In fact, most cryptocurrencies out there today, be they typical assets or stablecoins, are open source, so you can check out the underlying code of a given crypto protocol to determine if it’s safe and trustworthy.

3. Decentralized Structure

Decentralization is a big deal in the crypto industry, though it is not a core element. Some crypto platforms are centralized, while others are decentralized. Binance, Coinbase, and Kraken, for example, are centralized, while Uniswap, PancakeSwap, and OpenOcean, are decentralized. Depending on your preferences, you may opt for centralized over decentralized or vice versa.

For those who prefer decentralization, algorithmic stablecoins could provide a solid investment avenue. This is because all algorithmic stablecoins are decentralized by nature, so no one entity holds all the power or data existing within the network. Instead, data and power is spread across connection points, or nodes, allowing for a fair and even distribution that lowers the chance of technical crashes and malicious takeovers.

What’s more, if you use an algorithmic stablecoin, you won’t have to deal with any middlemen or third parties when you conduct transactions.

4. Option of Governance for Users

A big advantage of decentralized platforms is that they employ a protocol known as governance. Governance is the process by which token holders can vote on network changes. Usually, the more tokens you’re holding, the more voting power you receive.

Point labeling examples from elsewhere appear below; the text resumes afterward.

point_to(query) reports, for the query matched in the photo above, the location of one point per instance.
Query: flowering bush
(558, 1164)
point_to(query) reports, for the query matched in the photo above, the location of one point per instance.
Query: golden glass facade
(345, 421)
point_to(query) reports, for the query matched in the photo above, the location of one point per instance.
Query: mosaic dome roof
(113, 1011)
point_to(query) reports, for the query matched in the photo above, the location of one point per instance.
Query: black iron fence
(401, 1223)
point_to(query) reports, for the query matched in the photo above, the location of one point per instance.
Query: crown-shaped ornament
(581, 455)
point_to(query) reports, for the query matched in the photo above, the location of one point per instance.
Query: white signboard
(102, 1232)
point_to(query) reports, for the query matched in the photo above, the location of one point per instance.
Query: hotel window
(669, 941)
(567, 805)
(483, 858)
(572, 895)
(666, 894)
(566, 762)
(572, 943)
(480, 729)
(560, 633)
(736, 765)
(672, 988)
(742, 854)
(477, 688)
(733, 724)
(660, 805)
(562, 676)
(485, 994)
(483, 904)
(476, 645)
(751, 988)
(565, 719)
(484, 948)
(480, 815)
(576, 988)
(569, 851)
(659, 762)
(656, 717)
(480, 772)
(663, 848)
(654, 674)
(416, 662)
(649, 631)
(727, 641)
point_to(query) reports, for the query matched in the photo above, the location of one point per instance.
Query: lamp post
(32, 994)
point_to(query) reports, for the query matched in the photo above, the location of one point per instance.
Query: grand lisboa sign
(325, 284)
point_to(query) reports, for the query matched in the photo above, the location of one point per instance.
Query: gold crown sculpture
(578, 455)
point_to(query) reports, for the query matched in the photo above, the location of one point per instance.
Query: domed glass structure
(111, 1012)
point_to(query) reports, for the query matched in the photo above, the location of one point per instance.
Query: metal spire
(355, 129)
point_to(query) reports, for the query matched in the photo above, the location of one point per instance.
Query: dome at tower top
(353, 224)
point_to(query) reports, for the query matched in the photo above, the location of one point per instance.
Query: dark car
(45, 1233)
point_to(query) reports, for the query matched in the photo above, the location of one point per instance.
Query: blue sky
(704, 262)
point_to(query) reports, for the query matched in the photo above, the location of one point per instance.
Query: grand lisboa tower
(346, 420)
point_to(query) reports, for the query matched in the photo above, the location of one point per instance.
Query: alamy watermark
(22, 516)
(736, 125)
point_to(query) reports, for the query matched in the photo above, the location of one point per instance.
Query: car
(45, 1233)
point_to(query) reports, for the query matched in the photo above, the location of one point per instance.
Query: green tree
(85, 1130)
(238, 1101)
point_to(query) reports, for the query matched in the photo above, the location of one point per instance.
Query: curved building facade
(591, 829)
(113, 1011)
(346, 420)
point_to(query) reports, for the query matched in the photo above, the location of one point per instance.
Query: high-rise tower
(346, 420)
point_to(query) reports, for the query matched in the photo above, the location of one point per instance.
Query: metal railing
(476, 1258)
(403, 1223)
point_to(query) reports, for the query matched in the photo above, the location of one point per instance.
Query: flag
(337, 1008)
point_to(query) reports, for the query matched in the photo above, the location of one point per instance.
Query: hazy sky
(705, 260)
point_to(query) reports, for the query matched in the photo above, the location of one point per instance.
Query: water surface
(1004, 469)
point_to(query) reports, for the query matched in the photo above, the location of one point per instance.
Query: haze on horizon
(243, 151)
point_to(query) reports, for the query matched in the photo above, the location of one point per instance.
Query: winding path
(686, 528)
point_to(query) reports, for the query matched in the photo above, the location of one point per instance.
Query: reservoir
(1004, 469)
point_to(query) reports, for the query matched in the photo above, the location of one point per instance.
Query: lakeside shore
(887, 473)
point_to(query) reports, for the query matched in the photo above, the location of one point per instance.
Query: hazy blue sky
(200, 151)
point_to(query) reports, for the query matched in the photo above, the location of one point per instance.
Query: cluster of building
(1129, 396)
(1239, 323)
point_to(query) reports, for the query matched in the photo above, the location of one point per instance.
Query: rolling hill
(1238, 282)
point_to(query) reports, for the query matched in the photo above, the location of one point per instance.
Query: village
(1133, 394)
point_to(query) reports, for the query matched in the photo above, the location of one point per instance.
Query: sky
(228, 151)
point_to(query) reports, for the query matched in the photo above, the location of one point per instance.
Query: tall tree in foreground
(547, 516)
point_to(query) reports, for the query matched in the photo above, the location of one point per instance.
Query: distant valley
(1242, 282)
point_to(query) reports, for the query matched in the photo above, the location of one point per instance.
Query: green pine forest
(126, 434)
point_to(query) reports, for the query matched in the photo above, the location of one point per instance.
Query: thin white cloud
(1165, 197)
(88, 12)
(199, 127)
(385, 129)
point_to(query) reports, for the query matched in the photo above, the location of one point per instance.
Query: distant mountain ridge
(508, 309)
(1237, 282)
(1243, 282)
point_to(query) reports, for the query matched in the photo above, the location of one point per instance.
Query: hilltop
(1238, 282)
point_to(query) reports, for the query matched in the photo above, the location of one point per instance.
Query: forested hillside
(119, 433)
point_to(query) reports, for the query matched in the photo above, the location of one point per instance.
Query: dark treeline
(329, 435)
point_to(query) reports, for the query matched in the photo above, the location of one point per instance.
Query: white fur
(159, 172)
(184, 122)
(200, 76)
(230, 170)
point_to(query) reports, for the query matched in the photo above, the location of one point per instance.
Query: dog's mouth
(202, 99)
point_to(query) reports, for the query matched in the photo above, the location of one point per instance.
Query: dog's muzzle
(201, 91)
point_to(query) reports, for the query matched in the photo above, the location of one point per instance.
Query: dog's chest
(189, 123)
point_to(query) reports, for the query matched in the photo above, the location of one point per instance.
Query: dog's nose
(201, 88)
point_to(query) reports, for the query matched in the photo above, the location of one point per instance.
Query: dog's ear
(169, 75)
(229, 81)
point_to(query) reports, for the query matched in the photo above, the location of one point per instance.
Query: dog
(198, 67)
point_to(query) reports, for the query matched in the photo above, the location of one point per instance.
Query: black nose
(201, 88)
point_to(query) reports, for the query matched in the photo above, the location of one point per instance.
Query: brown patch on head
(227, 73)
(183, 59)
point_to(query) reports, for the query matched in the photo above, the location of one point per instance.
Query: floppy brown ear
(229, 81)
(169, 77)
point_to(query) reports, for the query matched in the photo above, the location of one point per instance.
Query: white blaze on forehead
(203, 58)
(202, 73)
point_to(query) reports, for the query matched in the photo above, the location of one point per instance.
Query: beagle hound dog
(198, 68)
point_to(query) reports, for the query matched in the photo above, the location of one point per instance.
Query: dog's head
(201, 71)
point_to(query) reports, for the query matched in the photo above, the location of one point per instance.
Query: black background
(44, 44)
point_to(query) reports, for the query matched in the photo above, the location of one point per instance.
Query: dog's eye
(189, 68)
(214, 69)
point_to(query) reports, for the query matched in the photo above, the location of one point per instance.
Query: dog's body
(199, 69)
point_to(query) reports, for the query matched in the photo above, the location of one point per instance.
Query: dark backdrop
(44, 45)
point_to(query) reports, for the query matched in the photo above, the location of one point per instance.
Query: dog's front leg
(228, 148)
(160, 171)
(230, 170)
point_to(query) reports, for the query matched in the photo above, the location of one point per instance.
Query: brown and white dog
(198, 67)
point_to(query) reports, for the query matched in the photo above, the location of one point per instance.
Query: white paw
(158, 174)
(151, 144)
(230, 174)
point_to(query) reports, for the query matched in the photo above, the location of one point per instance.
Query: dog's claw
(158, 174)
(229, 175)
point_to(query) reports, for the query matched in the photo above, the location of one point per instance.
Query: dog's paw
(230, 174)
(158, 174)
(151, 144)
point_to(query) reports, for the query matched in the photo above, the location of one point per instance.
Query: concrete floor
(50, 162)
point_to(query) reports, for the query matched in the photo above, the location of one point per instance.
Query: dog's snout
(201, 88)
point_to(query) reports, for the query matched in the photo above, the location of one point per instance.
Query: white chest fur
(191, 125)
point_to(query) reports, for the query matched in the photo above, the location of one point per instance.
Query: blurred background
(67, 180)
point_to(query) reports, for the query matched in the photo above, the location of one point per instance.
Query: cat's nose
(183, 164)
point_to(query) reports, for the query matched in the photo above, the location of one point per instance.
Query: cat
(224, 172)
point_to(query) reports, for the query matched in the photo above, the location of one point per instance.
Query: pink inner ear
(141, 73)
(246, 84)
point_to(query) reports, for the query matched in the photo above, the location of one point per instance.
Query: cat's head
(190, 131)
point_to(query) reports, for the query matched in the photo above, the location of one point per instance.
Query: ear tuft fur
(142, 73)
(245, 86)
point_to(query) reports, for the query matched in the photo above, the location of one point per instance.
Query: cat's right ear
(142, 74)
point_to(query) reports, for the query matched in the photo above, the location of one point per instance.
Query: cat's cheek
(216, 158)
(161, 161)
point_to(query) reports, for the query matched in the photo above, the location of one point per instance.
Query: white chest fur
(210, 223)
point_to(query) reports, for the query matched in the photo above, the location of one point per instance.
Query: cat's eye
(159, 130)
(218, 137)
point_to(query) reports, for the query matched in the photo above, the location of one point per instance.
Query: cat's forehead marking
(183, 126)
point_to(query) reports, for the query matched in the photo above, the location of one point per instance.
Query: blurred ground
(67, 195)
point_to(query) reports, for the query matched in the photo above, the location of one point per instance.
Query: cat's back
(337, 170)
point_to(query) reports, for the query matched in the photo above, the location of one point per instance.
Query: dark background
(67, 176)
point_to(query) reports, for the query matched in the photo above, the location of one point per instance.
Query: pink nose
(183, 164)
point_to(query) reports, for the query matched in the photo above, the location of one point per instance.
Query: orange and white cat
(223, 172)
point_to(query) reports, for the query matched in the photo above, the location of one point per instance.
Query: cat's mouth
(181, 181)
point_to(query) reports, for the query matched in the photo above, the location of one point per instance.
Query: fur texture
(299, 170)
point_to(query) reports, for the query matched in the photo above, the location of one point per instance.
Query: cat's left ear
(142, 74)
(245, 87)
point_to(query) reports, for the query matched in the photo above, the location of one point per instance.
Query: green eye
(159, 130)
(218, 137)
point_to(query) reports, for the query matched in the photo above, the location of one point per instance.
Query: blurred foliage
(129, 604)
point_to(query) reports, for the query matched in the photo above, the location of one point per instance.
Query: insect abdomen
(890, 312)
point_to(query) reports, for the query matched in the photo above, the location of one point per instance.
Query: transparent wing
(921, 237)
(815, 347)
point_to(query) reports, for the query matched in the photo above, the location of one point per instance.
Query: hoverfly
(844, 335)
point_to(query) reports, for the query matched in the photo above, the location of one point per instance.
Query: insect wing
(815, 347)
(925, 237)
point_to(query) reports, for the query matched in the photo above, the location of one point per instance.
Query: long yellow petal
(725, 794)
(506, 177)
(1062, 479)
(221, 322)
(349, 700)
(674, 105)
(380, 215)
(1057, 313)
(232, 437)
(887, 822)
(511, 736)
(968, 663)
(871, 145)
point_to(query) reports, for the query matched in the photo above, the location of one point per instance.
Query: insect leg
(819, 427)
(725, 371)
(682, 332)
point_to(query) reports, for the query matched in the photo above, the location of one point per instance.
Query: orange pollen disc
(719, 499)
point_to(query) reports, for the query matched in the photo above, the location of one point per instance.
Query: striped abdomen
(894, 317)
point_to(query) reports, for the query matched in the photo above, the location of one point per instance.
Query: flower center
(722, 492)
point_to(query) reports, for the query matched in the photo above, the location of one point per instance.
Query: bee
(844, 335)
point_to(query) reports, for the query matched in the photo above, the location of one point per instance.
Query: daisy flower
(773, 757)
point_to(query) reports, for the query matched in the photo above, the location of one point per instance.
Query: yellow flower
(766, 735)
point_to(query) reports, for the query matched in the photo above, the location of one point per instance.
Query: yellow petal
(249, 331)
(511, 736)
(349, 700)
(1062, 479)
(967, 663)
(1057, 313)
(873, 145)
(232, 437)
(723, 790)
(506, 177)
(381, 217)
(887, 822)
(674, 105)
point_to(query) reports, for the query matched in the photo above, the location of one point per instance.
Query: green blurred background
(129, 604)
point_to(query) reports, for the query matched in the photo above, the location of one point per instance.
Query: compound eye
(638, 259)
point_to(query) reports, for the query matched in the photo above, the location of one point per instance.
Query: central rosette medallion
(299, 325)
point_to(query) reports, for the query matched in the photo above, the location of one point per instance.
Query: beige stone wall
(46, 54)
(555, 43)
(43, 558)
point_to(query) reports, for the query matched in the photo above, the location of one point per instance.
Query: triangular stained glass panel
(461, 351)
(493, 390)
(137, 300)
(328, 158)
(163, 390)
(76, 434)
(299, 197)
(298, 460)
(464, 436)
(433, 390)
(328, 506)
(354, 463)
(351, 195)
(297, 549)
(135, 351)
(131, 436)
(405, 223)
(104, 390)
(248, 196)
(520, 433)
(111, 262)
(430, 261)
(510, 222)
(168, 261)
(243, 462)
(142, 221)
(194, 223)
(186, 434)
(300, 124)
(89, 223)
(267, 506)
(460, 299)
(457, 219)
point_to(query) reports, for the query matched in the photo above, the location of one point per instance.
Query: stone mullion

On centralized platforms, this isn’t the case. Take Instagram, for example. Do you get a say in the changes made to this outlet? Unless you’re a higher-up in the Meta team, likely not. But if you’re using a decentralized platform, you can hold governance tokens and have your say in how the ecosystem progresses. For example, you may be able to vote on a software update, the addition of a new feature, or the removal of a problematic one.

All of the biggest algorithmic stablecoins, including Frax, Dai, and Ampleforth, all mint governance tokens for their users to purchase. So, if you’d like to participate in the network of the algorithmic stablecoin you purchase, you can easily do so! Make sure you stay updated on when these networks open their voting windows for governance if you want to get involved.

Algorithmic Stablecoins Have Many Perks

There are many perks associated with algorithmic stablecoins. These assets can provide a steady price and transparent code while maintaining a decentralized model, which is a big plus to many. Though these cryptocurrencies are, therefore, still exposed to crashes, the added layer of assurance they provide their investors is undeniable.